Operations Guide

NOTE (2019-09-05): This should still largely be accurate, but I haven't had time to go over it since reconfiguring the build process, so take with a grain of salt until updated.

This document provides information about how the application stack is built, and how it is operated.

Application Initialization

Initializing the PostgreSQL cluster (this happens automatically)

The first time the cluster is brought up, three docker volumes are created:

redis-data - Persists the data store for the redis container
postgis-data - Persists the data for the postgis container
postgis-extensions - Persists the /usr/share/postgresql directory on the postgis container, so that the built extension files may be installed onto new databases created during runtime.

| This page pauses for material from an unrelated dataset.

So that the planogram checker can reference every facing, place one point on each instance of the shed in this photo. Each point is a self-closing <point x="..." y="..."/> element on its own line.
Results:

Once those volumes are created, the PostgreSQL data cluster has to be initialized. This will happen automatically, by virtue of the underlying postgres:10 official docker image having a built-in init process when it is started with an empty data directory. As part of that process, the PostgreSQL process will attempt to execute any shell or SQL scripts it finds on the container in the directory /docker-entrypoint-initdb.d. The Dockerfile for the postgis container copies one startup script there, multi-svc-cartodb/docker/postgis/initdb.d/00_setup_carto_pg.sh. Once the PostgreSQL cluster is initiated, that script is used to:

Create the publicuser and tileuser PostgreSQL roles
Globally install the plpythonu PostgreSQL extension
Create the PostgreSQL template database template_postgis, and install the following extensions to it:
- plpgsql - The pgsql procedural language
- postgis - The PostGIS core extension
- postgis_topology - The PostGIS topology extension
- plpythonu - The python procedural language
- plproxy - The PL/Proxy database partitioning system
- crankshaft - One of Carto's geospatial extensions, found here: https://github.com/cartodb/crankshaft
Create the geocoder_api PostgreSQL role
Create the dataservices_db database (owned by geocoder_api), and install the following extensions to it:
- plproxy
- plpythonu
- postgis
- cartodb - A Carto PostgreSQL extension that includes a substantial amount of the core program logic for the PostgreSQL side of the Carto applications. Found here: https://github.com/cartodb/cartodb-postgresql
- cdb_geocoder - Carto extension that powers their internal geocoder: https://github.com/cartodb/data-services
- cdb_dataservices_server - Carto extension that provides access to their geocoder: https://github.com/cartodb/dataservices-api
- cdb_dataservices_client - Carto extension that gives client databases access to the geocoder api from cdb_dataservices_server. Also found at https://github.com/cartodb/dataservices-api
- observatory - Carto extension that 'implements the row level functions needed by the Observatory service'. Found here: https://github.com/CartoDB/observatory-extension
Load the fixture tables and data the Observatory extension depends on
Make grants to the geocoder_api role for tables and functions in the schema observatory
Add Carto application-specific configuration inside PostgreSQL, by making a number of SELECT statements that use the cartodb.CDB_Conf_SetConf() function.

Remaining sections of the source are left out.